The industry of bees reminds me of the industry of an artist, especially Melanie.  She has been pondering her diverse interests as a spiritual director, teacher, artist and contemplative and how to further synchronize them.  The work of the bees, gathering from so many different flowers to make honey, reminded me of all that we draw together in creating our life work.
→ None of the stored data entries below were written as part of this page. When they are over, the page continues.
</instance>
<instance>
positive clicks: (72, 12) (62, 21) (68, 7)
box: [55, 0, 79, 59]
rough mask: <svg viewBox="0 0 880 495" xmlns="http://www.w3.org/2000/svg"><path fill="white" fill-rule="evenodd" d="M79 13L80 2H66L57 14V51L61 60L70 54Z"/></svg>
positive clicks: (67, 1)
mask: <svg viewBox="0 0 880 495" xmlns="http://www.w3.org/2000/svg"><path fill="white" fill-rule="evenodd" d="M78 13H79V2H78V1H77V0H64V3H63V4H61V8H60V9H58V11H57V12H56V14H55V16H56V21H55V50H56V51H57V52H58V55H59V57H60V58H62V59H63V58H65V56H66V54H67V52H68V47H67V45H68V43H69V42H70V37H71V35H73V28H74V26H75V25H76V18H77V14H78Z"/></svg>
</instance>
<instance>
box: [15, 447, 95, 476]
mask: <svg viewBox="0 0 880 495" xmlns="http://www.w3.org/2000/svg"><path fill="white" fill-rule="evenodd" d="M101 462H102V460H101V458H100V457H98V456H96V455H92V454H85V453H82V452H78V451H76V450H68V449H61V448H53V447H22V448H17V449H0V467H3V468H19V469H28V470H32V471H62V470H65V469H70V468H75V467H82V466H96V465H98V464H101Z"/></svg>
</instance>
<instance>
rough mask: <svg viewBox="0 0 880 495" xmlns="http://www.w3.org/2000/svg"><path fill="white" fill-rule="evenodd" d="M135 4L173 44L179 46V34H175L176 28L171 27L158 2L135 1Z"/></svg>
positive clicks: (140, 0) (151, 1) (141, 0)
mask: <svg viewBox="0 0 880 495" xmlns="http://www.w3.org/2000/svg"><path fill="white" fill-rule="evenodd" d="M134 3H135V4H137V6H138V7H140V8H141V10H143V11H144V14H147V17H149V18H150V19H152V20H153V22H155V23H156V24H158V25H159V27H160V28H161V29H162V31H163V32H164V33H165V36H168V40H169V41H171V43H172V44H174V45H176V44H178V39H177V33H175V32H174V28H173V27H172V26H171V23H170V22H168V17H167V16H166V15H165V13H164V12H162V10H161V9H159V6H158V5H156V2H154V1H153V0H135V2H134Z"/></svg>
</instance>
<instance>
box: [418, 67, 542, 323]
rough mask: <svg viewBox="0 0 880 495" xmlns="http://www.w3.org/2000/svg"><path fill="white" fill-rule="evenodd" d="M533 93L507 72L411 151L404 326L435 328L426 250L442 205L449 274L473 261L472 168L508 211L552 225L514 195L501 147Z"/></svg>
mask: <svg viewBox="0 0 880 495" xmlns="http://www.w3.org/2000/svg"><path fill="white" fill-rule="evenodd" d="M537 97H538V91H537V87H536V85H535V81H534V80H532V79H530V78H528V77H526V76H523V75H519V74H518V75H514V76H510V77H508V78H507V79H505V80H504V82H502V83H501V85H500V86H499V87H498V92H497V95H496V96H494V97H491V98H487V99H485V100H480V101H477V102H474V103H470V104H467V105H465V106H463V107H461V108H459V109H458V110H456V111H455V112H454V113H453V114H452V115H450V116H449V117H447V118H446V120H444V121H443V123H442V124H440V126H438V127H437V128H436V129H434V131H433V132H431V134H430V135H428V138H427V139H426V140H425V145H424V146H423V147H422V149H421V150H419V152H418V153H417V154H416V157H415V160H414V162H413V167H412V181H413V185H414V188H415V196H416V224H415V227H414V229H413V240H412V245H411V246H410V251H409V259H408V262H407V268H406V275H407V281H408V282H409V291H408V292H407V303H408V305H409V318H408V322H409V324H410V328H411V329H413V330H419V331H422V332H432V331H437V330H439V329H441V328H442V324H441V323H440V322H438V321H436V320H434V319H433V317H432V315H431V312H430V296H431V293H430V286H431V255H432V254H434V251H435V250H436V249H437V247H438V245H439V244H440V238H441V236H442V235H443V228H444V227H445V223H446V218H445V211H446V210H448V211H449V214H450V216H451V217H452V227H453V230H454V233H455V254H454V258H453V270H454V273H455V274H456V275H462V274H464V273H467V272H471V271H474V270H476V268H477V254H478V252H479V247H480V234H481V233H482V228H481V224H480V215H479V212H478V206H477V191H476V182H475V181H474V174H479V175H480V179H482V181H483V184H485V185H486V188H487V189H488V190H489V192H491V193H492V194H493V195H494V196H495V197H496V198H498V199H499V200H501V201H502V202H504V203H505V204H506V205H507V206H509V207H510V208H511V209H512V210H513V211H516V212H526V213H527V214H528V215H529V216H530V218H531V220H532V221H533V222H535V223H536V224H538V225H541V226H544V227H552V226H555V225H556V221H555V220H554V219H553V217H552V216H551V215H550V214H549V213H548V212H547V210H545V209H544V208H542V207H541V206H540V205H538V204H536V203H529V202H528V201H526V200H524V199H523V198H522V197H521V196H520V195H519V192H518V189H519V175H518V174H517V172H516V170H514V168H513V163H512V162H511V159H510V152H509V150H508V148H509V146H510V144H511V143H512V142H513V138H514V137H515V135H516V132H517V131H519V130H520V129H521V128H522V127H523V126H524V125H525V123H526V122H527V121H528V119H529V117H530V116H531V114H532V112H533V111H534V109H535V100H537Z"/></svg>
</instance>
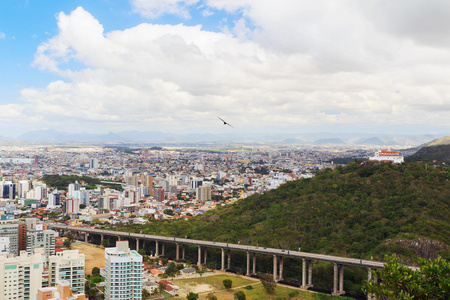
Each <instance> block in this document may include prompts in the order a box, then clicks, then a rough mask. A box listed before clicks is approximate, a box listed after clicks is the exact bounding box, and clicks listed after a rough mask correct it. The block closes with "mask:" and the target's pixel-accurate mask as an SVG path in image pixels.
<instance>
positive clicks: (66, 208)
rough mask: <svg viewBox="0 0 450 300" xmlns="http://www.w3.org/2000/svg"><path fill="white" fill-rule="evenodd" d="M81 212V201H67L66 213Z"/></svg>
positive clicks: (68, 199) (66, 205) (74, 199)
mask: <svg viewBox="0 0 450 300" xmlns="http://www.w3.org/2000/svg"><path fill="white" fill-rule="evenodd" d="M79 212H80V199H67V200H66V213H68V214H77V213H79Z"/></svg>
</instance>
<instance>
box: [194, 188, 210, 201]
mask: <svg viewBox="0 0 450 300" xmlns="http://www.w3.org/2000/svg"><path fill="white" fill-rule="evenodd" d="M195 197H196V200H197V201H201V202H205V201H208V200H211V186H210V185H204V186H199V187H198V188H197V189H196V195H195Z"/></svg>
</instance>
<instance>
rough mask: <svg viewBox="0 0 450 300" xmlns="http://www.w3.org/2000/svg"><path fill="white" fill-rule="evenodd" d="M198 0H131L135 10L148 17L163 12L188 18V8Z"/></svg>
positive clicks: (159, 13) (153, 17)
mask: <svg viewBox="0 0 450 300" xmlns="http://www.w3.org/2000/svg"><path fill="white" fill-rule="evenodd" d="M197 2H199V0H131V5H132V7H133V9H134V11H135V12H137V13H139V14H141V15H142V16H144V17H148V18H152V19H153V18H157V17H159V16H161V15H164V14H173V15H178V16H180V17H183V18H186V19H187V18H189V17H190V14H189V9H188V7H189V6H191V5H195V4H196V3H197Z"/></svg>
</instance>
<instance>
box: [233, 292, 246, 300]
mask: <svg viewBox="0 0 450 300" xmlns="http://www.w3.org/2000/svg"><path fill="white" fill-rule="evenodd" d="M234 299H237V300H245V293H244V292H243V291H237V292H236V293H234Z"/></svg>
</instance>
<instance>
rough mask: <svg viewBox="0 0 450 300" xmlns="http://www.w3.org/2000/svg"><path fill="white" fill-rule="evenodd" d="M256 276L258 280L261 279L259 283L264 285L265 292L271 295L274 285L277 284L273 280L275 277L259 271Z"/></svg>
mask: <svg viewBox="0 0 450 300" xmlns="http://www.w3.org/2000/svg"><path fill="white" fill-rule="evenodd" d="M258 277H259V280H261V283H262V285H263V286H264V289H265V290H266V293H267V294H270V295H272V294H273V293H275V287H276V286H277V283H276V282H275V279H273V276H272V275H270V274H261V273H259V274H258Z"/></svg>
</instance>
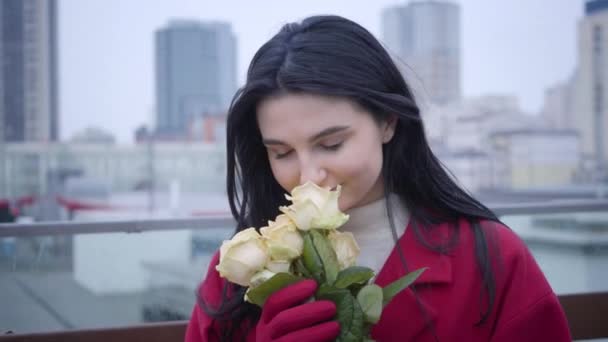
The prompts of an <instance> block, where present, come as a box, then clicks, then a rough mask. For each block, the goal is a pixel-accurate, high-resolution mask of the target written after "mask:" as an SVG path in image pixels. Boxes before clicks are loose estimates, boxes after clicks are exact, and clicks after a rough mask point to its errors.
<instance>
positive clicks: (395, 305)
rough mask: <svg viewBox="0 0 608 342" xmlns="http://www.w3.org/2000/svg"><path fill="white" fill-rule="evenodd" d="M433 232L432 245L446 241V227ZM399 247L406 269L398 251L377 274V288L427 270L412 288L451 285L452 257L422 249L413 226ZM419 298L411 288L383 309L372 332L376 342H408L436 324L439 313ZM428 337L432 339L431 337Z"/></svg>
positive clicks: (414, 282)
mask: <svg viewBox="0 0 608 342" xmlns="http://www.w3.org/2000/svg"><path fill="white" fill-rule="evenodd" d="M430 231H431V232H433V235H434V236H433V237H426V236H425V237H426V238H427V239H429V241H430V242H431V243H433V242H439V241H441V240H443V239H445V238H447V232H448V231H449V230H448V229H447V226H445V227H444V226H443V225H438V226H436V227H433V229H431V230H430ZM437 239H440V240H437ZM398 244H399V245H400V246H401V249H402V251H403V254H404V256H405V260H406V263H407V269H405V267H404V265H403V263H402V262H401V258H400V257H399V251H398V249H397V248H396V247H395V248H393V251H392V252H391V254H390V255H389V257H388V259H387V261H386V263H385V264H384V266H383V268H382V269H381V270H380V272H379V273H378V276H377V278H376V281H375V282H376V284H378V285H379V286H381V287H384V286H386V285H388V284H390V283H391V282H393V281H395V280H397V279H399V278H401V277H403V276H404V275H406V274H407V273H409V272H411V271H414V270H417V269H419V268H423V267H427V269H426V270H425V271H424V272H423V273H422V275H421V276H420V277H419V278H418V279H417V280H416V281H415V282H414V284H413V286H414V287H416V288H421V285H425V286H433V285H439V284H449V283H450V282H451V281H452V263H451V260H450V257H449V256H448V255H442V254H440V253H437V252H434V251H431V250H429V249H428V248H426V247H424V246H423V245H421V244H420V243H419V242H418V241H417V239H416V234H415V232H414V228H413V226H412V224H411V222H410V224H408V227H407V229H406V230H405V233H404V234H403V236H402V237H401V238H400V239H399V241H398ZM417 297H418V298H417ZM417 297H416V295H415V294H414V291H412V289H411V288H407V289H406V290H404V291H402V292H401V293H399V294H398V295H397V296H395V297H394V298H393V300H392V301H391V302H390V303H389V304H388V305H387V306H386V307H385V308H384V310H383V311H382V316H381V318H380V321H379V322H378V324H376V325H375V326H374V328H373V330H372V336H373V337H374V339H376V340H377V341H407V340H411V339H414V338H416V337H417V336H419V335H420V334H421V333H422V332H423V331H424V330H425V328H426V327H427V325H428V323H433V324H434V323H435V321H436V319H437V315H438V313H437V309H436V308H434V307H433V306H432V305H430V304H429V303H428V302H427V301H425V299H424V297H423V296H421V295H420V293H418V296H417ZM429 336H432V335H431V334H429Z"/></svg>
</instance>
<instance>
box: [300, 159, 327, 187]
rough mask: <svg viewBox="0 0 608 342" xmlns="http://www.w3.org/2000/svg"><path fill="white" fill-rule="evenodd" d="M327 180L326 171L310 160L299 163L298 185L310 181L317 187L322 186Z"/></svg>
mask: <svg viewBox="0 0 608 342" xmlns="http://www.w3.org/2000/svg"><path fill="white" fill-rule="evenodd" d="M326 178H327V171H326V170H325V168H323V167H322V166H321V165H318V164H316V163H314V162H313V161H311V160H306V161H302V162H300V185H302V184H304V183H306V182H308V181H311V182H313V183H315V184H317V185H319V186H323V183H324V181H325V179H326Z"/></svg>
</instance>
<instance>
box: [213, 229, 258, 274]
mask: <svg viewBox="0 0 608 342" xmlns="http://www.w3.org/2000/svg"><path fill="white" fill-rule="evenodd" d="M269 259H270V257H269V255H268V247H267V246H266V244H265V243H264V241H263V240H262V236H261V235H260V234H258V232H257V231H256V230H255V228H247V229H245V230H242V231H240V232H238V233H237V234H236V235H235V236H234V237H233V238H232V239H231V240H227V241H224V242H223V243H222V246H221V247H220V263H219V264H218V265H217V266H216V267H215V269H216V270H217V271H218V272H219V273H220V276H222V277H223V278H226V279H228V280H229V281H231V282H233V283H235V284H239V285H241V286H249V283H250V281H251V277H253V275H254V274H256V273H257V272H259V271H261V270H263V269H264V267H265V266H266V264H267V263H268V261H269Z"/></svg>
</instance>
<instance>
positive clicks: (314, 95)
mask: <svg viewBox="0 0 608 342" xmlns="http://www.w3.org/2000/svg"><path fill="white" fill-rule="evenodd" d="M362 115H365V114H364V113H363V112H362V111H361V110H360V109H359V108H358V107H357V106H356V105H355V104H354V103H353V102H352V101H349V100H347V99H341V98H334V97H326V96H319V95H310V94H284V95H280V96H274V97H270V98H267V99H265V100H263V101H262V102H260V104H259V105H258V107H257V121H258V125H259V127H260V130H261V131H262V135H266V134H275V133H281V132H277V130H281V131H282V130H284V129H286V128H288V129H289V131H290V133H291V134H295V133H296V132H301V133H306V132H308V133H310V134H314V133H316V131H318V130H320V129H325V128H327V127H328V126H333V125H354V124H356V123H357V122H358V121H359V120H360V119H361V116H362Z"/></svg>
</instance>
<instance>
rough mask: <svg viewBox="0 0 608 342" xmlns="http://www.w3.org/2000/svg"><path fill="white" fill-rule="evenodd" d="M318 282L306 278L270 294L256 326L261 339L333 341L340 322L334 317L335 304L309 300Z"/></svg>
mask: <svg viewBox="0 0 608 342" xmlns="http://www.w3.org/2000/svg"><path fill="white" fill-rule="evenodd" d="M316 289H317V284H316V283H315V281H314V280H303V281H300V282H298V283H296V284H293V285H290V286H288V287H286V288H284V289H282V290H280V291H277V292H275V293H273V294H272V295H270V297H268V299H267V300H266V303H265V304H264V307H263V309H262V315H261V317H260V321H259V322H258V325H257V328H256V341H258V342H269V341H277V342H289V341H333V340H335V339H336V337H338V334H339V333H340V325H339V324H338V322H336V321H333V320H332V319H333V318H334V316H335V315H336V305H335V304H334V303H332V302H330V301H327V300H320V301H314V302H308V300H309V298H311V297H312V296H314V294H315V291H316Z"/></svg>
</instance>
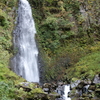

I have placed a tiny replica of the Labyrinth of Chartres within the golden, sunlike egg. Opposing matrices combine in the creative process, requiring intuition, patience, even hard-scrabble struggle. Within the Cosmic Egg is a labyrinth that can seem endless. In the bee hive of the brain impressions are transformed in the folds and crannies unseen, so much like the twists and turns of a labyrinth.  The brain is somewhat like an egg (intelligent people are teased for being egg-heads), hiding the gestation of ideas.

The moon and the loving old crone, who is part bird, with the feathers of combined birds, is a reminder of the magic that occurs outside the brain in the heart.  It is the mother-love with which we nurture ideas that transform them into art.  Little by little the mother bird feathers her nest, and little by little our creations unfold.

All through the process of making this altar I kept this quote in mind that Melanie shared with me: "The order of the universe is toward compassion." -Dr. Pete Terpenning  Every aspect is designed to curve and meld into the other, just as I imagine the spinning galaxies and the universe unfolding.

This piece can be turned several ways.